Unfortunately for Arsinoe, Cleopatra saw the summons as an opportunity. She arrived in style on a perfumed, gilded barge, invited Antony to a lavish dinner, and within days he was showing every sign of being in love with her. In Ephesus Arsinoe was being addressed as “queen” again, but Cleopatra saw room for only one queen in the Mediterranean, and with Mark Antony on her side she was able to take decisive measures. Arsinoe was killed on the steps of the Temple of Artemis, her blood staining one of the wonders of the ancient world. She was perhaps twenty years old.

So much for Arsinoe IV, the failed queen of Egypt. But what is it about Arsinoe that makes her just a footnote, worthy of only the odd line in Roman histories, while her sister fills whole books, not to say films, to this day, and inspired Roman historians to vituperate at length about her wantonness, cruelty and guile? Was is just that Cleopatra won while Arsinoe lost? Perhaps, but of course Cleopatra did not win in the end. She and Antony were beaten by Octavian, who would soon become the Emperor Augustus.

Was it that Cleopatra sided with Rome and Arsinoe opposed it? Again, perhaps, but there were plenty of other rulers who sided with Rome around that time – Ardavastes, Juba II, Mithridates I of the Bosporus – and they are hardly household names.

No, it seems that it was the nature of Cleopatra’s power that made her appear so dangerous to the Romans, and so perennially fascinating. Arsinoe raised an army, as did Cleopatra. Arsinoe made alliances with generals and commanded soldiers, as did Cleopatra. But it was the way in which Cleopatra made alliances and exerted power that outraged and fascinated Rome. She met Caesar when he seemed about to annex her country, but by the time he left he had handed it to her, and left her with his child. She was summoned to account for herself by a disgruntled Mark Antony, but soon he would find that he could not live without her, and would abandon Rome, including his wife and children, to start a new life as Cleopatra’s consort and the father to three of her children. There were even rumours of a liaison between Cleopatra and the son of Pompey, Caesar’s rival in the civil war.

Arsinoe was dangerous in the same way that a man could be dangerous. She was a threat that could be faced with an army, with force, with strategy and logic. But Cleopatra’s power seemed to be more like that of the mythical Gorgon. No one could face it without being enchanted – in the Gorgon’s case by being petrified, in Cleopatra’s by being seduced. Of course, Cleopatra was not an enchantress, and although she had the gift of making herself agreeable to whomever she chose, she did not cause every man who saw her to fall in love with her. But her amours certainly seemed uncanny to a watching Rome, and the idea that she controlled men through their desire for her was a useful narrative for Octavian when he decided to crush Mark Antony.

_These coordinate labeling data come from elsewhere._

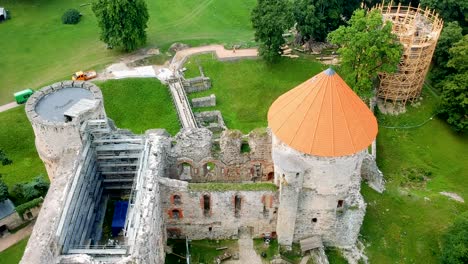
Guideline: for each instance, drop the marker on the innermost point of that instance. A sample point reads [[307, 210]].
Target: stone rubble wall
[[315, 185], [151, 235], [257, 213], [212, 120], [43, 245], [196, 156], [53, 138], [371, 173], [206, 101]]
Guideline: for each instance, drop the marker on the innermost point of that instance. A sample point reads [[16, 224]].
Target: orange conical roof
[[323, 117]]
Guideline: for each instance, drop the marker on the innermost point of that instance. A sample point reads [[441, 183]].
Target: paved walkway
[[12, 239], [247, 253], [184, 110], [179, 96], [8, 106], [219, 50]]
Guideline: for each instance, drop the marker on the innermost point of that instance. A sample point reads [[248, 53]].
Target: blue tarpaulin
[[118, 221]]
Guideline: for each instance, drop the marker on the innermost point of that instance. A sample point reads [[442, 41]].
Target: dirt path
[[247, 253], [219, 50], [177, 62], [6, 242]]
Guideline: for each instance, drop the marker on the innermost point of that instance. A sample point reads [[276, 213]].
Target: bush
[[22, 208], [455, 242], [71, 16]]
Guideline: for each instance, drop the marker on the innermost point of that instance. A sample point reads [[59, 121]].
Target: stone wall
[[206, 101], [197, 157], [43, 246], [212, 120], [320, 195], [54, 138], [150, 234], [214, 214]]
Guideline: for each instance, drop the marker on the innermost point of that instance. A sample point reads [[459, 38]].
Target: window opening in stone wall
[[237, 205], [245, 148], [177, 199], [265, 211], [175, 214], [340, 204], [208, 168], [271, 176], [185, 171], [206, 205]]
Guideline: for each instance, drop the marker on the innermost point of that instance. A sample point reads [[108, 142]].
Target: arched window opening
[[206, 205], [237, 205]]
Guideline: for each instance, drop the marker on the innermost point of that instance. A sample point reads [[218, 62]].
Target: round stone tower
[[417, 30], [56, 113], [320, 134]]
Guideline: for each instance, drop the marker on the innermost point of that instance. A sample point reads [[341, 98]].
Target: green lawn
[[40, 49], [17, 140], [13, 254], [405, 224], [201, 251], [245, 89], [139, 104]]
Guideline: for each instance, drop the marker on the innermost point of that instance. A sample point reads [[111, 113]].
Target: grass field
[[13, 254], [245, 89], [17, 140], [40, 49], [201, 251], [139, 104], [405, 224], [135, 104]]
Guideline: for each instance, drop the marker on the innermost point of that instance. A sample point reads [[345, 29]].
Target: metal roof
[[323, 117], [53, 106], [6, 208]]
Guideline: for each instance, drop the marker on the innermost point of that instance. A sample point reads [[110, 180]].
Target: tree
[[451, 34], [450, 10], [71, 16], [454, 97], [3, 190], [4, 159], [122, 22], [316, 18], [308, 22], [270, 19], [455, 242], [367, 47]]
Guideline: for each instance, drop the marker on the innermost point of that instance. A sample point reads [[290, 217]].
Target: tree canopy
[[367, 47], [455, 242], [122, 22], [450, 10], [3, 190], [315, 18], [454, 105], [270, 19]]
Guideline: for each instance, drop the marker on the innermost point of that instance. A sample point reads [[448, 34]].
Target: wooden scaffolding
[[418, 31]]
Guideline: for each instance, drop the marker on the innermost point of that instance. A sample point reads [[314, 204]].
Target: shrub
[[71, 16], [455, 241], [22, 208]]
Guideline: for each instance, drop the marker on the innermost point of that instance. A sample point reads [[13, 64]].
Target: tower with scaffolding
[[418, 31]]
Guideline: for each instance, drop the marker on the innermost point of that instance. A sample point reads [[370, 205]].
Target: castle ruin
[[299, 180]]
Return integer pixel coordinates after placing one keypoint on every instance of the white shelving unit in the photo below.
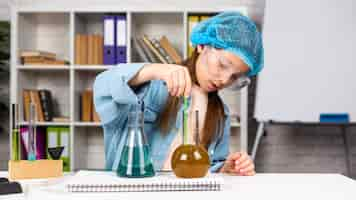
(53, 28)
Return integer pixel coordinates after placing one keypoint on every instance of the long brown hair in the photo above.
(214, 117)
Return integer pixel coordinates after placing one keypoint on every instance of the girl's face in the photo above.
(218, 68)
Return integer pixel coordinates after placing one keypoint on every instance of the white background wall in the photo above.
(4, 10)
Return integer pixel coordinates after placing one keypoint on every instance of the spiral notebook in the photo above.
(103, 181)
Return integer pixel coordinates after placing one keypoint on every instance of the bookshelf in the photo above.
(53, 29)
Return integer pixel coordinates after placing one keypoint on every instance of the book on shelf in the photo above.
(61, 119)
(41, 58)
(155, 51)
(88, 49)
(139, 49)
(35, 98)
(43, 103)
(146, 49)
(37, 53)
(86, 105)
(171, 51)
(163, 52)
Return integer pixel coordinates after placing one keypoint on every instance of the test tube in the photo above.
(197, 127)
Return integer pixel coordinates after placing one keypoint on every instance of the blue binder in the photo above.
(109, 53)
(121, 39)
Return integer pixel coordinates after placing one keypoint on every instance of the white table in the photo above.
(261, 186)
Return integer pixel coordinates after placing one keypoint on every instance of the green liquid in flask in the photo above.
(135, 159)
(135, 162)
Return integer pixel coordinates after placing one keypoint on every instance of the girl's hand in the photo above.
(177, 79)
(239, 163)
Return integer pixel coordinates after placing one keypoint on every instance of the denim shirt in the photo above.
(113, 99)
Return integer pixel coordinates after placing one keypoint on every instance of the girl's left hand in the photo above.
(239, 163)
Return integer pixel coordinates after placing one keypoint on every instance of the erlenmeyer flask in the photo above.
(135, 158)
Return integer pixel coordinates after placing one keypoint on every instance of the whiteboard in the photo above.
(310, 60)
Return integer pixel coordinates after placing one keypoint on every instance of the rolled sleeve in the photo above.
(112, 92)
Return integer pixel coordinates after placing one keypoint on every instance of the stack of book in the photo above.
(87, 109)
(89, 49)
(44, 105)
(35, 57)
(156, 50)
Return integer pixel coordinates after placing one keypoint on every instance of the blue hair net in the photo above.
(235, 33)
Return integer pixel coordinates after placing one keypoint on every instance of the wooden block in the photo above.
(24, 169)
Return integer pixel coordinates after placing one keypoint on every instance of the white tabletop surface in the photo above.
(260, 186)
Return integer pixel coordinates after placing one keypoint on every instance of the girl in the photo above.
(228, 48)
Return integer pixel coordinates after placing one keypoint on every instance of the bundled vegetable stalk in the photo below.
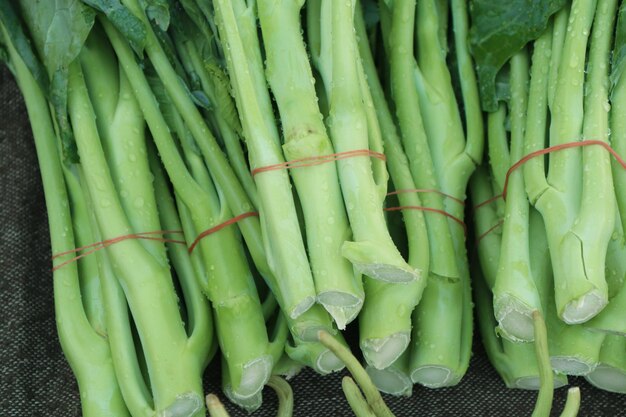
(557, 110)
(112, 200)
(440, 160)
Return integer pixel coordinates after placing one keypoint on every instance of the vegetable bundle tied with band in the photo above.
(247, 181)
(548, 207)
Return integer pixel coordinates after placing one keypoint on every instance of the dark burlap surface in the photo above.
(35, 380)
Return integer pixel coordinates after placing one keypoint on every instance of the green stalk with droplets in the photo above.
(288, 71)
(335, 55)
(87, 352)
(279, 223)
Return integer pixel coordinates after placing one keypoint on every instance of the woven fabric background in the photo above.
(35, 379)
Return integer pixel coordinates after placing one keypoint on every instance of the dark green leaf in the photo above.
(499, 30)
(127, 23)
(11, 23)
(58, 98)
(158, 11)
(59, 29)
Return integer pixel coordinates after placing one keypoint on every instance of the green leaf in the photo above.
(69, 27)
(619, 50)
(124, 21)
(59, 29)
(11, 23)
(499, 30)
(158, 11)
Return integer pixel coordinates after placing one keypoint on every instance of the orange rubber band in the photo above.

In a world in which important Roman men made political alliances by giving their daughters and sisters to each other in marriage, Cleopatra was a woman using her body, both her sexual attractiveness and her fertility, to be an agent in her own right. She was not dangerous despite her sex, she was dangerous because of her sex. In this arena, as in the arena of war, Arsinoe either could not or would not compete with her big sister. And although neither achieved her aims in the end, and the line of Ptolemaic pharaohs died out with them, Cleopatra’s legendary boldness, in love rather than war, meant that she would be the one that history remembered, for good or for ill.

Arsinoe was a woman who was dangerous, but Cleopatra was a dangerous woman.

 


Sources

David Stuttard and Sam Moorhead (2012), 31BC: Antony, Cleopatra and the Fall of Egypt, British Museum, London.